# cheap, but still decent arrows??



## GSRswapandslow (Aug 24, 2010)

so i'm completely new to bows. I've been a gun guy for a long time..but recently have been being pushed into trying out bows. So i put down some money and have a vantage elite showing up tomorrow. i've got everything else already sitting here (blade rest, carter release, sword titan, doinker setup)....all i lack is arrows.

my neighbor (and biggest influence) has run my numbers and is suggesting the CX medallion-xr's...but i'm just a little intimidated by the price....knowing i'll prob end up with a few in the woods, or worse. I'm going to get the XR's...and some of the line cutters soon...but i want some cheaper ones to start with...under $100 complete with nocks/fletch/tip if possible.
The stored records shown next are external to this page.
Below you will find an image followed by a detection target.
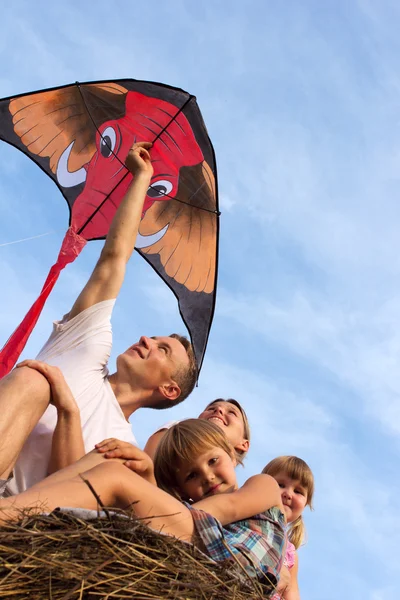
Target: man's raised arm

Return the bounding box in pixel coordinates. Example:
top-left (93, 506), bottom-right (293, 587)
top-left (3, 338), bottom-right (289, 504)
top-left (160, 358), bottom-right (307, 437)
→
top-left (68, 141), bottom-right (153, 320)
top-left (0, 142), bottom-right (153, 481)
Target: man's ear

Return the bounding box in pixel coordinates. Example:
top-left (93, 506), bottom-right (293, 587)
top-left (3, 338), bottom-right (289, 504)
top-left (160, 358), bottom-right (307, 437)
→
top-left (236, 439), bottom-right (250, 454)
top-left (158, 380), bottom-right (181, 402)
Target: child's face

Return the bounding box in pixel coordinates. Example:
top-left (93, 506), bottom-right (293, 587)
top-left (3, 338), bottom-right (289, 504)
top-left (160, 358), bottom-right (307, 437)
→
top-left (176, 446), bottom-right (238, 502)
top-left (198, 401), bottom-right (248, 452)
top-left (273, 471), bottom-right (308, 523)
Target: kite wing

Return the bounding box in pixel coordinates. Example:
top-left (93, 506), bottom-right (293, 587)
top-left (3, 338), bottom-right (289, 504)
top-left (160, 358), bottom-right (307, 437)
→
top-left (0, 79), bottom-right (219, 376)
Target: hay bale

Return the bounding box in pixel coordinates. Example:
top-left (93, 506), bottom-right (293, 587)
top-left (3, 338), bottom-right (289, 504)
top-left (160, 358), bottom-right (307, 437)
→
top-left (0, 508), bottom-right (275, 599)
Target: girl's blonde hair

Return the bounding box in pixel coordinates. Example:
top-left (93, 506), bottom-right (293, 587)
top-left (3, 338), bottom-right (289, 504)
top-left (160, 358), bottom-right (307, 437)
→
top-left (203, 398), bottom-right (250, 463)
top-left (154, 418), bottom-right (235, 500)
top-left (262, 456), bottom-right (314, 549)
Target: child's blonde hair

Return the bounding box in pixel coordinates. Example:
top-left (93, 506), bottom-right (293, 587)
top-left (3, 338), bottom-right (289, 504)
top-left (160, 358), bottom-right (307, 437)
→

my bow has 40-50lb limbs (i'm keeping it at 50ish since i figure indoor will be the most common thing i shoot)
draw length is 28.5 with spiral's
it'll be using a tied d-loop with a trigger release (bt later though..if that matters)
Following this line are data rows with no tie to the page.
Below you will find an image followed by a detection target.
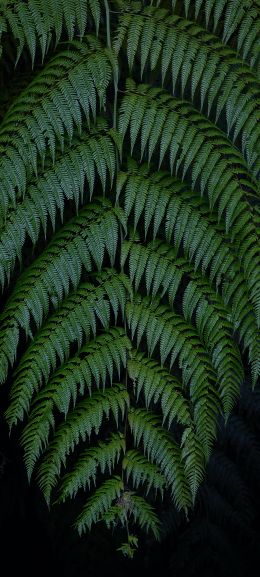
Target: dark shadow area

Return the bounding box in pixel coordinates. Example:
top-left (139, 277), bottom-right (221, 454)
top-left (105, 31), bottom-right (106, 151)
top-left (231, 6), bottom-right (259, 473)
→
top-left (1, 382), bottom-right (260, 577)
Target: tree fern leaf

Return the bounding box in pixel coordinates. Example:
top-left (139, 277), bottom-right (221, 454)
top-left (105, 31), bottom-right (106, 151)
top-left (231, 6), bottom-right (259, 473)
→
top-left (119, 89), bottom-right (260, 323)
top-left (0, 37), bottom-right (115, 220)
top-left (128, 494), bottom-right (161, 539)
top-left (0, 199), bottom-right (120, 383)
top-left (182, 0), bottom-right (260, 68)
top-left (140, 17), bottom-right (156, 78)
top-left (1, 0), bottom-right (259, 548)
top-left (57, 432), bottom-right (126, 502)
top-left (0, 0), bottom-right (105, 63)
top-left (117, 9), bottom-right (260, 169)
top-left (34, 385), bottom-right (129, 500)
top-left (75, 476), bottom-right (124, 535)
top-left (6, 290), bottom-right (130, 427)
top-left (117, 168), bottom-right (235, 287)
top-left (181, 427), bottom-right (205, 502)
top-left (122, 450), bottom-right (165, 496)
top-left (128, 351), bottom-right (191, 428)
top-left (0, 122), bottom-right (118, 282)
top-left (119, 83), bottom-right (258, 224)
top-left (127, 296), bottom-right (220, 457)
top-left (128, 408), bottom-right (191, 510)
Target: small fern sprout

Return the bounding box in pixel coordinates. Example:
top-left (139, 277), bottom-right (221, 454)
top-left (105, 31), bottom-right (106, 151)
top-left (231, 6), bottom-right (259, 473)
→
top-left (117, 534), bottom-right (139, 559)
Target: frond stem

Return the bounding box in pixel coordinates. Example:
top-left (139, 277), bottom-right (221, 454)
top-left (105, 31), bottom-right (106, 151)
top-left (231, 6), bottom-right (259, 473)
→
top-left (104, 0), bottom-right (111, 48)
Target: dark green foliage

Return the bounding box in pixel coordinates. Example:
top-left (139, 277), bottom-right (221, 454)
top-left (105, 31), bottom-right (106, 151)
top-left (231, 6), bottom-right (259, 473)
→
top-left (162, 381), bottom-right (260, 577)
top-left (0, 0), bottom-right (259, 552)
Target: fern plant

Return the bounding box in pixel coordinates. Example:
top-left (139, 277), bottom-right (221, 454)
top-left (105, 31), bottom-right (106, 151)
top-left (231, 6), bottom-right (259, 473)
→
top-left (162, 380), bottom-right (260, 577)
top-left (0, 0), bottom-right (259, 553)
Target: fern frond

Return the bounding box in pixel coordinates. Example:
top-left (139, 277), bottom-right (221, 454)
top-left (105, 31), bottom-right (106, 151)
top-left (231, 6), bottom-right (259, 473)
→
top-left (181, 426), bottom-right (206, 503)
top-left (122, 450), bottom-right (165, 496)
top-left (103, 496), bottom-right (161, 546)
top-left (115, 7), bottom-right (260, 173)
top-left (221, 274), bottom-right (260, 385)
top-left (127, 351), bottom-right (191, 428)
top-left (127, 296), bottom-right (221, 457)
top-left (58, 432), bottom-right (126, 502)
top-left (121, 237), bottom-right (182, 301)
top-left (31, 384), bottom-right (129, 500)
top-left (128, 408), bottom-right (191, 509)
top-left (118, 168), bottom-right (234, 284)
top-left (183, 285), bottom-right (244, 415)
top-left (6, 310), bottom-right (131, 427)
top-left (0, 37), bottom-right (116, 221)
top-left (1, 0), bottom-right (259, 549)
top-left (124, 240), bottom-right (244, 415)
top-left (181, 0), bottom-right (260, 68)
top-left (127, 353), bottom-right (206, 502)
top-left (0, 120), bottom-right (119, 282)
top-left (119, 81), bottom-right (258, 219)
top-left (19, 360), bottom-right (128, 478)
top-left (237, 8), bottom-right (260, 67)
top-left (127, 494), bottom-right (161, 539)
top-left (118, 97), bottom-right (260, 325)
top-left (0, 199), bottom-right (123, 383)
top-left (75, 476), bottom-right (124, 535)
top-left (0, 0), bottom-right (105, 64)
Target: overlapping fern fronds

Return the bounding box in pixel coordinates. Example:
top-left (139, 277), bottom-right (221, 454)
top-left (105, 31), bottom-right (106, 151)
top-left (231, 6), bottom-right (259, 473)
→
top-left (0, 0), bottom-right (259, 552)
top-left (162, 381), bottom-right (260, 577)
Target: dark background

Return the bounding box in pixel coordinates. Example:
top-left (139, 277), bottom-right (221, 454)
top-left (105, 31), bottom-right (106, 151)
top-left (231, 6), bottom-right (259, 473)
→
top-left (1, 380), bottom-right (260, 577)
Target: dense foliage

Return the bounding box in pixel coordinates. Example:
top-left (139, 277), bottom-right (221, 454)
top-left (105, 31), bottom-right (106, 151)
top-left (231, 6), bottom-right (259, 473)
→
top-left (0, 0), bottom-right (259, 555)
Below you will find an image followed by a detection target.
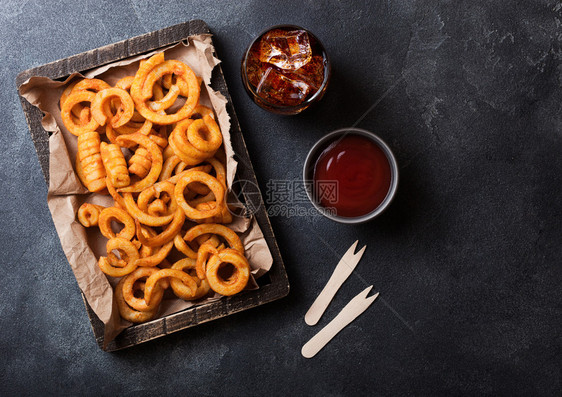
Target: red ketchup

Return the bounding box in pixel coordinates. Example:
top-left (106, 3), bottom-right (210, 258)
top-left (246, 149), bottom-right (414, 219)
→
top-left (313, 134), bottom-right (392, 217)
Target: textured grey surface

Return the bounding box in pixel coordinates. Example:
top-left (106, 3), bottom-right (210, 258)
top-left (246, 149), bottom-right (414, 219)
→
top-left (2, 0), bottom-right (561, 395)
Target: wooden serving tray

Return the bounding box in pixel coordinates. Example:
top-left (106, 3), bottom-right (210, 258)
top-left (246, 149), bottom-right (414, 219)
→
top-left (16, 20), bottom-right (289, 351)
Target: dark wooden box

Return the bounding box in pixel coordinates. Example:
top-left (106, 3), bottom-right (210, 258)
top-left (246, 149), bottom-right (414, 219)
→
top-left (16, 20), bottom-right (289, 351)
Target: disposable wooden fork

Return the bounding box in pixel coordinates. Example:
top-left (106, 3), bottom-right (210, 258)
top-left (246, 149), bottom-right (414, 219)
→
top-left (302, 286), bottom-right (379, 358)
top-left (304, 240), bottom-right (367, 326)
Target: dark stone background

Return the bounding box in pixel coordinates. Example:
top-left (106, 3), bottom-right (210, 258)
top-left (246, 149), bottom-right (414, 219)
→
top-left (2, 0), bottom-right (560, 395)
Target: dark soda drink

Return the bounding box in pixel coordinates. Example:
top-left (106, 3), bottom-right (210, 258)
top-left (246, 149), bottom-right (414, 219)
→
top-left (242, 25), bottom-right (330, 115)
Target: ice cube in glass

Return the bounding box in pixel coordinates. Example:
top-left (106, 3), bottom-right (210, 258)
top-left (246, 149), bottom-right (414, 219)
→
top-left (259, 29), bottom-right (312, 70)
top-left (256, 67), bottom-right (311, 107)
not sure what else is needed....but i think he ran the numbers on his program at 27.5 and 28" arrow length...and most were saying i need 500's

just looking for some suggestions, thanks


----------



## 60X (Nov 8, 2002)

You're not going to find many descent arrows in that price range fully made up. You may want to check the classifieds here. You can find some good deals in there from time to time. The medallion XR's are a pretty fair priced arrow. I just got a dozen for my wife to try outside.


----------



## GSRswapandslow (Aug 24, 2010)

well, for cheap i'm not looking for anything spectacular...or even superb....just something that'll shoot fairly straight but doesn't even have to group great.


----------



## FSL (May 22, 2002)

You might find some standard Light Speeds for that price....


----------



## mag41vance (Mar 13, 2008)

FSL said:


> You might find some standard Light Speeds for that price....
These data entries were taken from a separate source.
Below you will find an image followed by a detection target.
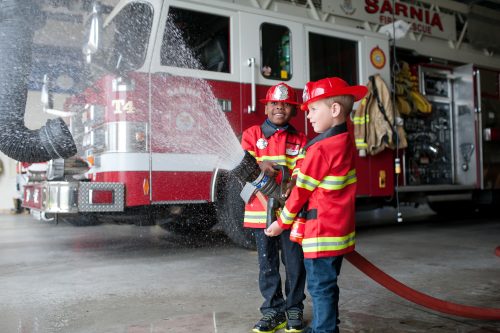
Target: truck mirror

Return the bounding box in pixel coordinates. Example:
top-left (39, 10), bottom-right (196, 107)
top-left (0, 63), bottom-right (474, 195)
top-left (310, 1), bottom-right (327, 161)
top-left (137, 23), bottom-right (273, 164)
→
top-left (41, 74), bottom-right (76, 118)
top-left (82, 2), bottom-right (102, 64)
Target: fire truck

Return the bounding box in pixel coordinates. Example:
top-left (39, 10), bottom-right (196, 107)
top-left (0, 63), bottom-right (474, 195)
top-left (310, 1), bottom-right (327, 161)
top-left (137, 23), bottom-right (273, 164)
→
top-left (21, 0), bottom-right (500, 248)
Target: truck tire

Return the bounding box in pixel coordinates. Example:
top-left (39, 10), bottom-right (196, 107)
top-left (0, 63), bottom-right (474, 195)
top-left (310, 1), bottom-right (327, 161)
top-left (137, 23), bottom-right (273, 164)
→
top-left (216, 172), bottom-right (256, 249)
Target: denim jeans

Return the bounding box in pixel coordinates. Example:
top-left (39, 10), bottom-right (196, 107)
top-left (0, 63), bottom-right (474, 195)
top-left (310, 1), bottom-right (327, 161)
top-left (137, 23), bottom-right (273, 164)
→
top-left (254, 229), bottom-right (306, 314)
top-left (304, 256), bottom-right (344, 333)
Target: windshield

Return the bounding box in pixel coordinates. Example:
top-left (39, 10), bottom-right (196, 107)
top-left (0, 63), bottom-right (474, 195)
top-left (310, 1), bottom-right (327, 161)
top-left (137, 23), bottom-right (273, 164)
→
top-left (96, 2), bottom-right (153, 74)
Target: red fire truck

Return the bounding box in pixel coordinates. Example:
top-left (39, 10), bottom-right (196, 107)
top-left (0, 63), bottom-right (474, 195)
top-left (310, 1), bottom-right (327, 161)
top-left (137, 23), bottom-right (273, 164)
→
top-left (22, 0), bottom-right (500, 248)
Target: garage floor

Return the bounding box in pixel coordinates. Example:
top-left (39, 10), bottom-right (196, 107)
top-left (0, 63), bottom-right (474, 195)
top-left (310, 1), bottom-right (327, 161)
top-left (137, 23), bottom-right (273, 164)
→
top-left (0, 208), bottom-right (499, 333)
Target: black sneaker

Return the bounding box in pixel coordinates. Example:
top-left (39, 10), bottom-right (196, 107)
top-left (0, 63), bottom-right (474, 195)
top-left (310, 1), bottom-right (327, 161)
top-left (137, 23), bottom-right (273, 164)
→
top-left (252, 310), bottom-right (287, 333)
top-left (285, 308), bottom-right (305, 332)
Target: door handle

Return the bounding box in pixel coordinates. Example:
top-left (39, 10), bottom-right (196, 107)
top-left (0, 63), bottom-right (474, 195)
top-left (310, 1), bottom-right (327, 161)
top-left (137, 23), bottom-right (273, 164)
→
top-left (247, 57), bottom-right (256, 113)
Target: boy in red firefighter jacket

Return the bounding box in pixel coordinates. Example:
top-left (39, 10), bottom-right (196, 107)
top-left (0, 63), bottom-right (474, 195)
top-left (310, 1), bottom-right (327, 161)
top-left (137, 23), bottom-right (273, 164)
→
top-left (266, 77), bottom-right (368, 333)
top-left (241, 82), bottom-right (307, 333)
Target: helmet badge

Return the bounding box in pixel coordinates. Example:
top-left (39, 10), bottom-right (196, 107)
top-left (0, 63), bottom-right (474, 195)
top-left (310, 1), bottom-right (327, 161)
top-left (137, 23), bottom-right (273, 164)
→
top-left (272, 84), bottom-right (289, 101)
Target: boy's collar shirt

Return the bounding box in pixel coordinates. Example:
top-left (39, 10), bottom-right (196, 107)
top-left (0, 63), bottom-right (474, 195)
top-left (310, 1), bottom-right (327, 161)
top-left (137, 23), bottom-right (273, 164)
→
top-left (262, 119), bottom-right (297, 138)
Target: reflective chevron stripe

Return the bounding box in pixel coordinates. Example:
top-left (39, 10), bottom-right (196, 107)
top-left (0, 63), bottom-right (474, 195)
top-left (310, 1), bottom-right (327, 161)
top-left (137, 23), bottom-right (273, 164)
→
top-left (296, 171), bottom-right (321, 191)
top-left (318, 169), bottom-right (357, 190)
top-left (243, 211), bottom-right (266, 224)
top-left (279, 206), bottom-right (296, 225)
top-left (302, 232), bottom-right (355, 253)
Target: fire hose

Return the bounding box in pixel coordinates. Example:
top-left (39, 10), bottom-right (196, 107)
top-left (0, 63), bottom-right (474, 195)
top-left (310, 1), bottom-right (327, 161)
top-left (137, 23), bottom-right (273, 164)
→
top-left (345, 250), bottom-right (500, 320)
top-left (230, 151), bottom-right (500, 321)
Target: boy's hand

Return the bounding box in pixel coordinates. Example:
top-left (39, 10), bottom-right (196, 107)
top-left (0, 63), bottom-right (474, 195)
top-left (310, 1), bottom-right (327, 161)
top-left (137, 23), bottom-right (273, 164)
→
top-left (259, 161), bottom-right (278, 177)
top-left (264, 221), bottom-right (284, 237)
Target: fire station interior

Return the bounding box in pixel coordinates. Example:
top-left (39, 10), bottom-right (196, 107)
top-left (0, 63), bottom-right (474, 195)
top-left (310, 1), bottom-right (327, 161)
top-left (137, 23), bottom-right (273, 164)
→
top-left (0, 1), bottom-right (499, 332)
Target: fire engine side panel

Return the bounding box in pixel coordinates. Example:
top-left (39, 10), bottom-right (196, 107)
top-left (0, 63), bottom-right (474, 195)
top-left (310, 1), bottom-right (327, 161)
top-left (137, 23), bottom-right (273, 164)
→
top-left (102, 0), bottom-right (396, 207)
top-left (151, 171), bottom-right (212, 202)
top-left (207, 80), bottom-right (243, 136)
top-left (355, 149), bottom-right (394, 197)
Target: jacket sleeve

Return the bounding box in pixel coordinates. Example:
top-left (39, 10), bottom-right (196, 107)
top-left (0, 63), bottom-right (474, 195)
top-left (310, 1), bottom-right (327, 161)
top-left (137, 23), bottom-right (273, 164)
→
top-left (241, 128), bottom-right (256, 156)
top-left (277, 147), bottom-right (329, 229)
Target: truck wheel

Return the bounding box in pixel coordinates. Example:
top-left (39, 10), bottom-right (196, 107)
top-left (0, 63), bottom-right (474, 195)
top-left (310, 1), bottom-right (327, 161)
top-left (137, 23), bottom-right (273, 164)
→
top-left (216, 172), bottom-right (256, 249)
top-left (56, 213), bottom-right (102, 226)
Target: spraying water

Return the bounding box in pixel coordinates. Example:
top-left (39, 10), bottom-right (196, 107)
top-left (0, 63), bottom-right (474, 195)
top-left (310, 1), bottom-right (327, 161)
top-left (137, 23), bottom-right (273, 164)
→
top-left (151, 19), bottom-right (244, 170)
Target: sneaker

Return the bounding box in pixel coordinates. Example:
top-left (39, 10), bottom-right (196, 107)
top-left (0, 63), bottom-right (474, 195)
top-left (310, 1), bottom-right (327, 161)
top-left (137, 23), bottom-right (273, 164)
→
top-left (285, 308), bottom-right (305, 332)
top-left (252, 310), bottom-right (287, 333)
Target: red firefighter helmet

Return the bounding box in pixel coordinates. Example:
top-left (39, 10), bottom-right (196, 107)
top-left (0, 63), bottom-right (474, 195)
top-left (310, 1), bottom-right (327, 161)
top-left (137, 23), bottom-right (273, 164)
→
top-left (259, 83), bottom-right (299, 105)
top-left (301, 77), bottom-right (368, 111)
top-left (300, 82), bottom-right (315, 111)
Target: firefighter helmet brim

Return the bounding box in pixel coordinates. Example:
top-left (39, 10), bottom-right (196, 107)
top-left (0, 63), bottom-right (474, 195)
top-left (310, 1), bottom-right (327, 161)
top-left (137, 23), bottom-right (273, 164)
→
top-left (301, 77), bottom-right (367, 111)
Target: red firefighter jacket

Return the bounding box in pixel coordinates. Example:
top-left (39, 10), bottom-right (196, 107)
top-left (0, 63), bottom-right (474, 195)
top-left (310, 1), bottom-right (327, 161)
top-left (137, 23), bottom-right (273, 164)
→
top-left (277, 122), bottom-right (357, 258)
top-left (241, 121), bottom-right (307, 228)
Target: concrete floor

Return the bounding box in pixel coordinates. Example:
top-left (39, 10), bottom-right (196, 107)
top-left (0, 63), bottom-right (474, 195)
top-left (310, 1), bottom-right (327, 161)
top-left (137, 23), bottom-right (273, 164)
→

That would be my suggestion as well.


----------



## wera262 (Oct 10, 2006)

GT Ultralight Entradas are inexpensive and shoot just fine


----------



## RatherBArchery (Oct 31, 2006)

I used the GTUL Entradas up till this year for field archery, just switched to the Easton Carbon One arrows and am VERY HAPPY with that choice!! I still use the Entradas for hunting and 3-D. If you are looking for a field arrow check out the Carbon One's to see if they fit your price range, if not the GTUL's should fit the bill. I was always told to trim from both ends of the Entrada's, that would give me a truer arrow??!! The GTUL's will not take the pounding of other arrows but they fly fast because of there weight!!
I would think you would need the 500 spines in the UL's, I shoot the 400's out of my X-Force DSHF set at 60 and they smoke down range.


----------



## GSRswapandslow (Aug 24, 2010)

screw it....i'll just buy the acc's
a mod can delete this thread


----------



## rsw (May 22, 2002)

Your best bet would be good old easton aluminum shafts. They are as inexpensive as about anything and frankly are just a good as any in terms of scores. We old timers were shooting mid-550 field rounds with them using ancient equipment 35 years ago. For those with economy in mind, you can't go wrong with those aluminum shafts and you really won't lose much in terms of score - they just require more maintenance or replacement than carbons and naturally they aren't as fast. I wouldn't buy a cheap carbon shaft as they won't perform as well as the aluminum shaft and are probably more expensive as well.


----------



## GSRswapandslow (Aug 24, 2010)

i bought ACC's


----------